劇場運営の現場に立ち、ボックス(チケットカウンター)、フロア(館内案内、宣伝素材管理、清掃)、コンセッション(飲食)、ストア(パンフレット、グッズ販売)の各セクションを管理する責任者。仕入や売上、在庫などの販売管理から、サービス向上や販売促進まで幅広く担当する。とくに、アルバイト・パートスタッフの採用やシフト管理、教育や業務指導など人材マネジメントは重要。セクションを構成するさまざまな年齢のスタッフを統率する、高いコミュニケーション能力とリーダーシップが求められる。マネージャートレーニー(訓練生)から採用された場合、社内の昇格試験(年2回実施)に合格して、晴れてマネージャーとなれる。

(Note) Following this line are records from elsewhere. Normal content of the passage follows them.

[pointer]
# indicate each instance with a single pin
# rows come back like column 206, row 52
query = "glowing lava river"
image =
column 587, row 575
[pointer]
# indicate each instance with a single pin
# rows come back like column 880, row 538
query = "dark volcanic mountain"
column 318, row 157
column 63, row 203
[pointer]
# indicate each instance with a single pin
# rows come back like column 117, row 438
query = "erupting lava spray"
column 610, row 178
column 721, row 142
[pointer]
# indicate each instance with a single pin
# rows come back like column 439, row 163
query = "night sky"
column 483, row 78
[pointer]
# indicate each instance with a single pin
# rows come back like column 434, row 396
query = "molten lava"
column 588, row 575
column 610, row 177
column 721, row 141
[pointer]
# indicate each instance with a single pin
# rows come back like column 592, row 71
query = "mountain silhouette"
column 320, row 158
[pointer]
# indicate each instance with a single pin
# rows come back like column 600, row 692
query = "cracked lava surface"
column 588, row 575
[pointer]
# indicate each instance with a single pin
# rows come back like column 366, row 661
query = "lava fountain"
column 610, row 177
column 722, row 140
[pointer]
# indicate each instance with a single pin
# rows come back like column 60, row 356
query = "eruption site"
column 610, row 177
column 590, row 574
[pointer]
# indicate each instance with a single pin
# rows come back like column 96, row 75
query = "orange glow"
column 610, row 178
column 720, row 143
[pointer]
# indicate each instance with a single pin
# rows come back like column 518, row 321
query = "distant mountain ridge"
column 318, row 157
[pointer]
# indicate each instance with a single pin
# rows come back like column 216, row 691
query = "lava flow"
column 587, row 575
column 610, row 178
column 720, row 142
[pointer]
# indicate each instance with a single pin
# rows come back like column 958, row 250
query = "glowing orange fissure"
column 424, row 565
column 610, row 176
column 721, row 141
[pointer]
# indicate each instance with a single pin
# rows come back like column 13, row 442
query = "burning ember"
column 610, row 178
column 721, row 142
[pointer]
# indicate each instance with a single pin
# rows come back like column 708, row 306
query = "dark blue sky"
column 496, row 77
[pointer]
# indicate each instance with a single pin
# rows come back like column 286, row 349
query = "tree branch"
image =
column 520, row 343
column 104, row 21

マネージャーの1日は開場1時間前から始まります。早番担当の社員が出社し、釣り銭の用意や場内の整備などの開場準備を行います。朝礼を終えてお客様をお迎えする準備を整え、オープン!TOHOシネマズ小田原の1日の始まりです。劇場マネージャーの仕事というと、何か特別な業務があると思われがちですが、基本的にはスタッフと同じ現場での接客業務が中心となります。それぞれの担当セクションを中心に、サービスが滞りなく行われるよう常に動き回っています。中には、お客様からいただくクレームへの対応など、神経を使う業務もあります。クレームはないに越したことはありませんが、ご意見をくださるお客様はそれだけ私たちに期待してくださっているということですから、絶対に逃げてはいけない。こうしたハードルをひとつずつ乗り越えるたびに、劇場で働く本当の喜びが分かってくるのだと思います。 華やかなイメージが憧れを誘うエンタテインメント業界ですが、その舞台を裏方で支える私たちの仕事は、このように意外と地味なものです。けれど、そのひとつひとつが「映画」という文化を後世に伝える重要な役割を帯びています。地道で、ハードで、大変だけど、そんなことが帳消しになるほど、楽しい仕事なのです。 一方、午後から勤務がスタートする遅番は、1日の売上集計と現金のチェックが最後の業務。最終回の上映が始まったタイミングですべてのレジを締め、売上金とパソコンと電卓を前に、オフィスワークが始まります。誰でもみんなそうですが、最初は慣れないお金の計算に大苦戦。何回も計算をやり直し、「できた!」と思ったら午前0時を大幅に過ぎていた、なんてこともありました。もちろん、何度も行ううちに要領も覚え、定時に帰れるようになりますけどね。変則的な勤務シフトや繁忙期で残業が続いたりすると、体力的にもきつくなってきますが、私がこの道を選んだのは、9時~5時できっちり仕事を終わりたいからではありません。新卒の就職活動時には夢かなわず、2年越しで恋焦がれた映画興行の世界。しかも舞台は、子ども時代の私をすっかり「映画少年」に育ててくれた、ホームグラウンドでもあるTOHOシネマズ小田原です。自分が「夢」を見つけたこの場所で、お客様の「夢の時間」の演出に携わることができていると思ったら、忙しい毎日も、多少のオーバーワークも、夢の一部。満足そうなお客様の笑顔と出会えるなら、何時間劇場に残ってもいいと、本気で思っています。 私にとっての「GOOD MEMORIES」は、私が子どもの頃に劇場で感じたわくわく感。すべてが特別で、劇場に来ることがとっても楽しみでした。今考えると、映画作品そのものだけでなく、「劇場」という場所がかもし出す雰囲気が好きだったのだと思います。ですから私はスタッフに、「お客様はいつも僕たちを見ているということを、決して忘れないように」と話すようにしています。自分の姿や表情、立ち方、歩き方、話し方など、自分たちのすべてがこの映画館の雰囲気をつくる要素なのだと伝えています。劇場で働くということは、自分が劇場の一部になるということ。私はみんなの良きお手本としてサービスを極め、子どもだった私が憧れた、自分の理想の劇場づくりにつなげていきたいですね。 そのためには、まずは次の社内試験で副支配人に挑戦し、合格を目指したい。そして、もっともっと現場で経験を積んで、劇場の“最高責任者”である支配人になりたいと思います。それまではすべてが夢の通過点。仕事中心の毎日も楽しく乗り越えていけると思います。午前0時にオフィスで見る「夢」は、きっとかなうと信じています。
※所属及びインタビュー内容は取材当時のものです。